Investigative interviewing workshop

Group photo
Ambassador Kjersti Rødsmoen with representatives from The Norwegian Centre for Human Rights, The Norwegian Police Academy, Thailand Institute of Justice (TIJ), The Department of Special Investigation (DSI) and The Royal Thai Police. Photo: Jarernsak Posin.

The Norwegian Centre for Human Rights and The Norwegian Police Academy were in Thailand last week teaching a workshop on investigative interviewing for the Royal Thai Police and other investigatory agencies in Thailand.

Ambassador Kjersti Rødsmoen opened the workshop on Monday, where she emphasised the importance of cooperation between Thai and Norwegian police. Norway and Thailand have since 1999 had an agreement cooperating on solving criminal cases, and it is inspiring to see that police and investigatory agencies now come together to exchange experiences on interviewing techniques. 

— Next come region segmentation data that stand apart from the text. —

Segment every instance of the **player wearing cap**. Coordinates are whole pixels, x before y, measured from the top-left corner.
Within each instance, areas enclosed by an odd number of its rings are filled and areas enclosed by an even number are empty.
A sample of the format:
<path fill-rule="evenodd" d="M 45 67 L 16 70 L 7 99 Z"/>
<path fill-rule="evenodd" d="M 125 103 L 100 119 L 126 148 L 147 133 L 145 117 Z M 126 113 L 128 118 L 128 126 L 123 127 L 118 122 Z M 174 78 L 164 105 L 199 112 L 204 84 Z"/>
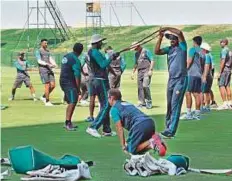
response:
<path fill-rule="evenodd" d="M 165 34 L 171 46 L 160 48 L 164 33 L 170 31 L 172 34 Z M 167 54 L 169 80 L 167 85 L 167 114 L 166 129 L 161 134 L 166 138 L 172 138 L 178 127 L 179 116 L 185 90 L 187 87 L 187 44 L 182 31 L 165 27 L 161 28 L 160 36 L 155 46 L 157 55 Z"/>
<path fill-rule="evenodd" d="M 65 128 L 68 131 L 74 131 L 76 128 L 71 119 L 80 93 L 81 62 L 78 57 L 82 51 L 83 45 L 76 43 L 73 52 L 66 54 L 61 62 L 60 87 L 64 91 L 65 100 L 68 103 L 65 121 Z"/>
<path fill-rule="evenodd" d="M 132 43 L 131 46 L 137 45 L 134 55 L 134 68 L 131 79 L 134 79 L 135 71 L 138 70 L 137 84 L 138 84 L 138 107 L 152 108 L 152 98 L 150 91 L 151 77 L 154 67 L 154 58 L 151 52 L 143 48 L 137 42 Z"/>
<path fill-rule="evenodd" d="M 221 54 L 220 54 L 220 71 L 218 76 L 218 85 L 221 93 L 223 105 L 218 107 L 218 110 L 228 109 L 232 107 L 230 80 L 232 70 L 232 60 L 229 55 L 228 40 L 223 39 L 220 41 Z"/>
<path fill-rule="evenodd" d="M 210 91 L 213 84 L 212 59 L 210 56 L 211 47 L 208 43 L 201 44 L 201 62 L 202 62 L 202 106 L 204 112 L 210 111 Z"/>
<path fill-rule="evenodd" d="M 41 47 L 36 51 L 35 56 L 39 64 L 41 81 L 44 84 L 44 95 L 40 97 L 40 100 L 44 102 L 45 106 L 53 106 L 49 100 L 49 96 L 55 88 L 55 75 L 52 68 L 57 67 L 57 65 L 51 57 L 51 53 L 47 49 L 47 46 L 47 39 L 42 39 Z"/>
<path fill-rule="evenodd" d="M 122 101 L 122 95 L 118 89 L 110 89 L 108 101 L 112 106 L 110 115 L 116 125 L 124 152 L 139 154 L 154 149 L 160 156 L 166 154 L 166 145 L 155 132 L 154 121 L 149 116 L 133 104 Z M 128 131 L 127 141 L 125 141 L 123 128 Z"/>
<path fill-rule="evenodd" d="M 109 67 L 112 59 L 119 56 L 118 53 L 112 54 L 106 58 L 101 52 L 103 41 L 106 38 L 102 38 L 99 34 L 95 34 L 91 37 L 92 48 L 88 51 L 90 59 L 92 78 L 89 80 L 89 95 L 90 97 L 97 96 L 100 102 L 100 112 L 97 117 L 86 129 L 86 132 L 94 137 L 101 137 L 98 129 L 103 125 L 103 135 L 113 136 L 114 132 L 110 128 L 109 110 L 107 92 L 109 90 L 109 79 L 107 68 Z"/>
<path fill-rule="evenodd" d="M 24 52 L 18 53 L 18 59 L 14 62 L 14 66 L 16 67 L 17 70 L 17 76 L 12 88 L 12 95 L 9 98 L 9 101 L 14 100 L 15 98 L 15 93 L 17 88 L 21 88 L 22 84 L 24 83 L 26 87 L 30 89 L 31 95 L 33 97 L 34 101 L 37 101 L 36 96 L 35 96 L 35 89 L 32 86 L 30 76 L 28 74 L 28 61 L 24 59 Z"/>
<path fill-rule="evenodd" d="M 202 43 L 201 36 L 195 36 L 193 38 L 193 47 L 189 49 L 187 68 L 188 68 L 188 86 L 186 90 L 186 107 L 187 113 L 184 115 L 183 119 L 200 120 L 200 107 L 201 107 L 201 48 Z M 196 110 L 191 111 L 192 108 L 192 95 L 195 98 Z"/>

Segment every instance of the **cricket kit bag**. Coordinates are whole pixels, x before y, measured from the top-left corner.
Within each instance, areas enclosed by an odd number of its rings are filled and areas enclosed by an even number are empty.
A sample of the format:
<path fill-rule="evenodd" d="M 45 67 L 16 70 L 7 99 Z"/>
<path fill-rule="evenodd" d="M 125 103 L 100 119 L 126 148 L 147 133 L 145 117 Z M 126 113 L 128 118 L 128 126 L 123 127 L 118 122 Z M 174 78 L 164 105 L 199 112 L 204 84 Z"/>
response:
<path fill-rule="evenodd" d="M 62 158 L 56 159 L 32 146 L 21 146 L 10 149 L 9 158 L 14 171 L 21 174 L 25 174 L 31 170 L 42 169 L 49 164 L 72 167 L 81 163 L 79 157 L 64 155 Z"/>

Investigative interviewing is a way of gaining information from suspects, witnesses and victims by ensuring that the person can talk as freely and undisturbed as possible. Based on a growing body of research, it has been proven that investigative interviewing methodology increases both the quantity and quality of the information, and thus make police work easier. It leads to higher numbers of solved criminal cases, reduces the number of wrongful convictions, and treats suspects in a humane way.